Not all debt is bad. That may seem jarring to some people, but it’s true. Businesses use debt all the time to growth their business and work their way to profitability. It’s no different in personal finances.
What makes a debt good or bad has very little do with what kind of debt it is, whether it’s a credit card, student loan, car loan or mortgage. What makes it good or bad is how and why it’s used.
Good Debt Defined
What makes debt ‘good’, from a purely financial perspective anyways, is if it is being used to generate more cash. Look at that debt as an investment.
What is the investment and what is the expected return on investment? If you can answer that question, you can determine if a debt is good or not.
For example, student loans could be considered good debt, since the idea is that you’ll get a degree that’ll ultimately get you a job. I’ll explain later why student loans can’t automatically be considered ‘good’ debt. But for now, you get the idea. You go into debt to get a degree and come out with a job with good future income prospects.
Bad Debt Defined
On the other hand, maybe it’s easier to define what ‘bad’ debt is. Bad debt is when it is used for goods and services that are purely consumed without any expected financial returns.

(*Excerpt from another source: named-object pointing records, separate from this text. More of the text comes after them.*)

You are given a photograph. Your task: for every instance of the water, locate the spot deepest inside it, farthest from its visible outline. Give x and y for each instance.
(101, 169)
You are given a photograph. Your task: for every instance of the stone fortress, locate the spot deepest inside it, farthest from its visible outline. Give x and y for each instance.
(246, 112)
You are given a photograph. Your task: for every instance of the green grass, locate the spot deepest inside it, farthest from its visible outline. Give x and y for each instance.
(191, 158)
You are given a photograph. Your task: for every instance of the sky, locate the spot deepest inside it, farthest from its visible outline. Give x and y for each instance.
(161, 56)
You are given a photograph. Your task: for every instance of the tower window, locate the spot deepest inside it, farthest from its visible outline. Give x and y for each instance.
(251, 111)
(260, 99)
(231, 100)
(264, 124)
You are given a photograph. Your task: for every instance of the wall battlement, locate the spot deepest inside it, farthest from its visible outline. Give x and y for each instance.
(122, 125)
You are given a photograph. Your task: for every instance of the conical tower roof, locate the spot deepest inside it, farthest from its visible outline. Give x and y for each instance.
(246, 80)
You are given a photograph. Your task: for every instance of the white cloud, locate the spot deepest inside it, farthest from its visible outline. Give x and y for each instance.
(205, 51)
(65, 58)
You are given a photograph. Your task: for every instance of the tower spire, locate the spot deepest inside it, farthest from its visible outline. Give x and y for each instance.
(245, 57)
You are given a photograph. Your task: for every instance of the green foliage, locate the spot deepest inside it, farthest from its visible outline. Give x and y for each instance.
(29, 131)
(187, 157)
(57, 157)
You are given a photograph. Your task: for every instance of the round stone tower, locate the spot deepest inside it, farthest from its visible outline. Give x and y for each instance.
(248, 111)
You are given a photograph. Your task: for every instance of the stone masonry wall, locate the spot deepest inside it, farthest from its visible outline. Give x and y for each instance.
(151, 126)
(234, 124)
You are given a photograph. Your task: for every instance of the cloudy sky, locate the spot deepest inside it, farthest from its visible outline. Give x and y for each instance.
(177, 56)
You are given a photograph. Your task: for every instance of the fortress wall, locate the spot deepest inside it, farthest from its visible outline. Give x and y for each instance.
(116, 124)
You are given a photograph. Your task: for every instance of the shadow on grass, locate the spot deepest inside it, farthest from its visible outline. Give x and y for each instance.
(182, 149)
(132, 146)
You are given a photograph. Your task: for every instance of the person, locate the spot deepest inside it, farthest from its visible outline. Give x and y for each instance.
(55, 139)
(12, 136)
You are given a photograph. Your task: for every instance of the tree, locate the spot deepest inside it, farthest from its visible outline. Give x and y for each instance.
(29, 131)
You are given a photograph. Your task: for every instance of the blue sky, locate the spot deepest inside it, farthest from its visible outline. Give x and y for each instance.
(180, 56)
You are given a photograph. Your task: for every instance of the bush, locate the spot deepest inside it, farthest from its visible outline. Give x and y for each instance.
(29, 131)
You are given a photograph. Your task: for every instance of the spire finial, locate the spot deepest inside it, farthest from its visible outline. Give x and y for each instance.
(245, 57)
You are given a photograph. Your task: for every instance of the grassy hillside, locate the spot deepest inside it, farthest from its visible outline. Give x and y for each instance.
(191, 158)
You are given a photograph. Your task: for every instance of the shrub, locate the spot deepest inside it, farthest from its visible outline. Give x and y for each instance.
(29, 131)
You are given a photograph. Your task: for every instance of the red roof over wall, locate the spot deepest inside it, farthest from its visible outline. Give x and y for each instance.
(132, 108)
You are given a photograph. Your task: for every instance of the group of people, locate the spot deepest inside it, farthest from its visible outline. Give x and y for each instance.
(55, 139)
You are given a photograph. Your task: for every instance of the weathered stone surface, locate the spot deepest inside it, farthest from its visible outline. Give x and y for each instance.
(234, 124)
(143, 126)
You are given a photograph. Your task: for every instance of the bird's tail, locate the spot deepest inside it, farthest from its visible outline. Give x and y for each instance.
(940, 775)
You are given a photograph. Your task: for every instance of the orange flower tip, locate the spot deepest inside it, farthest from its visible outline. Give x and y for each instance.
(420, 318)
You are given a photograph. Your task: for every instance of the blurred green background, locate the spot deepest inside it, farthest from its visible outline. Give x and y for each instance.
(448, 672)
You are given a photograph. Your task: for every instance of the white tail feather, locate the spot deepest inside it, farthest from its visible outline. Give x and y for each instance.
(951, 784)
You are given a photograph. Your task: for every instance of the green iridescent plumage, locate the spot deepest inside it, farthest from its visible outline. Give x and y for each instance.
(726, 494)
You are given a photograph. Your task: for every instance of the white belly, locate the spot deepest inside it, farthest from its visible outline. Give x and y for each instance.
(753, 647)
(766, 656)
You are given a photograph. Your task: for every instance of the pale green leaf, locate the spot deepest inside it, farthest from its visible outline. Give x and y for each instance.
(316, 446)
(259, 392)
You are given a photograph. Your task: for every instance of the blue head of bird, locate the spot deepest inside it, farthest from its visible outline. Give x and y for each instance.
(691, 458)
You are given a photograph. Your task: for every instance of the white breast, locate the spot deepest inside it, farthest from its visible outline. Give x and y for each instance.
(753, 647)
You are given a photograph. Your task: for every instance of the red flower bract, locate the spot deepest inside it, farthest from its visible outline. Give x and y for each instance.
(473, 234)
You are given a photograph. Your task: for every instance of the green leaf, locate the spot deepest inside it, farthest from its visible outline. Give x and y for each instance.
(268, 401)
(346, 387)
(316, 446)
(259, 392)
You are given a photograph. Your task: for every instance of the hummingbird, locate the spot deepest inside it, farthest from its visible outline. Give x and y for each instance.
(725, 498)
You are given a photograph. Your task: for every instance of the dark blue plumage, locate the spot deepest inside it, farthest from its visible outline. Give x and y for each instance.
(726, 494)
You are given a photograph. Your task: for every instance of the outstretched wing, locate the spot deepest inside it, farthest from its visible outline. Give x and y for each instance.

For example, you and your girlfriend go out to eat at an expensive restaurant and then go bowling and put it all on a credit card. Or maybe a more extreme example. You take a 3-week cruise around Europe and you put it all on a 20% APR credit card because you don’t have the cash to pay that trip off right away. That’s bad debt.
There will be no financial return on that spending. It’s purely consumed.
Turning Bad Debt Into…
There are ways to turn really bad debt into not-so-bad debt. One way is to consolidate your debt with an organization like Lance Advisors.

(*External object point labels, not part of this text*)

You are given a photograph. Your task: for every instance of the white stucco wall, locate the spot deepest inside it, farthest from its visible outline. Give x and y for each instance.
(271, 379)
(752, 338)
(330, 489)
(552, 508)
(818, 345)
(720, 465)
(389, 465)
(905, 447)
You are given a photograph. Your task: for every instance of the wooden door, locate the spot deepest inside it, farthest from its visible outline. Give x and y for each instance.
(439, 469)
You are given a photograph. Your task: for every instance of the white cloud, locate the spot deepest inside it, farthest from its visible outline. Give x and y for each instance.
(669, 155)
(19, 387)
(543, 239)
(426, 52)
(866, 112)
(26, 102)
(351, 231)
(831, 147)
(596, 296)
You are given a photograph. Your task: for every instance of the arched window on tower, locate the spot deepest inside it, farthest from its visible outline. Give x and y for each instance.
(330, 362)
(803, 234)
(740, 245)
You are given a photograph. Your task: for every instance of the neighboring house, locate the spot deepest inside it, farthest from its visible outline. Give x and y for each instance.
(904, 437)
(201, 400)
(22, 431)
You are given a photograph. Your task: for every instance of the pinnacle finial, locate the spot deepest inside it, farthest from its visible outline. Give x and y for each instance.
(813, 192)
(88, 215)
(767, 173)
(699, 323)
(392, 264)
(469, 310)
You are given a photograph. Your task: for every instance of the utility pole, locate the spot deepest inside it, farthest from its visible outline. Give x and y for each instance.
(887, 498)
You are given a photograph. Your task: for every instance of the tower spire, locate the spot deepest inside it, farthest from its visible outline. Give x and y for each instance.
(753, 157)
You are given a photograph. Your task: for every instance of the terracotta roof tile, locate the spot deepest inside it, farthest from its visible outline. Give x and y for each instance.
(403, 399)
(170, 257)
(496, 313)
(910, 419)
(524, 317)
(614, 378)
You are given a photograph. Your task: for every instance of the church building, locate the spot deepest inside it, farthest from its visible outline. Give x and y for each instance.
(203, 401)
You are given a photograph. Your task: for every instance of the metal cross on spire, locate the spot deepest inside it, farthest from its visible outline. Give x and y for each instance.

By consolidating, you can take your super high interest credit card payments and refinance them into something more manageable. Depending on what you spend it on, it may still be bad debt, but you chip away at the consequences of it by reducing your interest rates.
Examples of Good Debt and Bad Debt
The following are some examples of good debt. Interest rates, terms and alternative sources of funding also play into this, but for now, let’s give you some simple examples.
I already mentioned student loans because the idea is that it’ll help you get a higher paying job. Again, let’s talk about why that may not always be the case.
If you go to a high-ranking public university and come out with $20,000 in student loans, that can be good debt if that gives you entrance into a career that eventually makes $100,000 or more. That is clearly good debt, and is seen as a wise investment in your future.
According to research, bachelor’s degree holders make $32,000 more annually than non-degree holders. So, you can easily see how this is an investment.
Another example is a mortgage. The fact is, you have to live somewhere. It’s either paying rent, which goes into a financial black hole, or you put it back into the equity in your home.
Another example is a car. If you buy a reliable, reasonably priced car to get to and from work, that is good debt. If you buy a Maserati that you can barely make the payments on and you don’t have a job, that is bad debt.
Even credit cards can be good debt. Let’s say you find a great opportunity to sell a certain kind of niche product and you can do it all online.
You may use a high interest credit card to buy the initial pallets of product at wholesale. If you turn around and sell that inventory at a high margin and are able to pay back the credit card soon thereafter, that is good debt, even though it’s a credit card.
Even if you rack up a high credit card debt, if it was to buy product that you’re selling for a profit, it can be good debt. That’s even more the case if you consolidate that debt with a group like Lance Advisors where you are also reducing your interest payments.
I probably don’t even have to go into examples of bad credit card debt. These are debts accrued for purchasing concert tickets, fast food, or Netflix memberships. Any debt without an expected return is bad.
If you think about debt properly, it can work in your favor. But if you consistently go into bad debt, you’ll end up broke.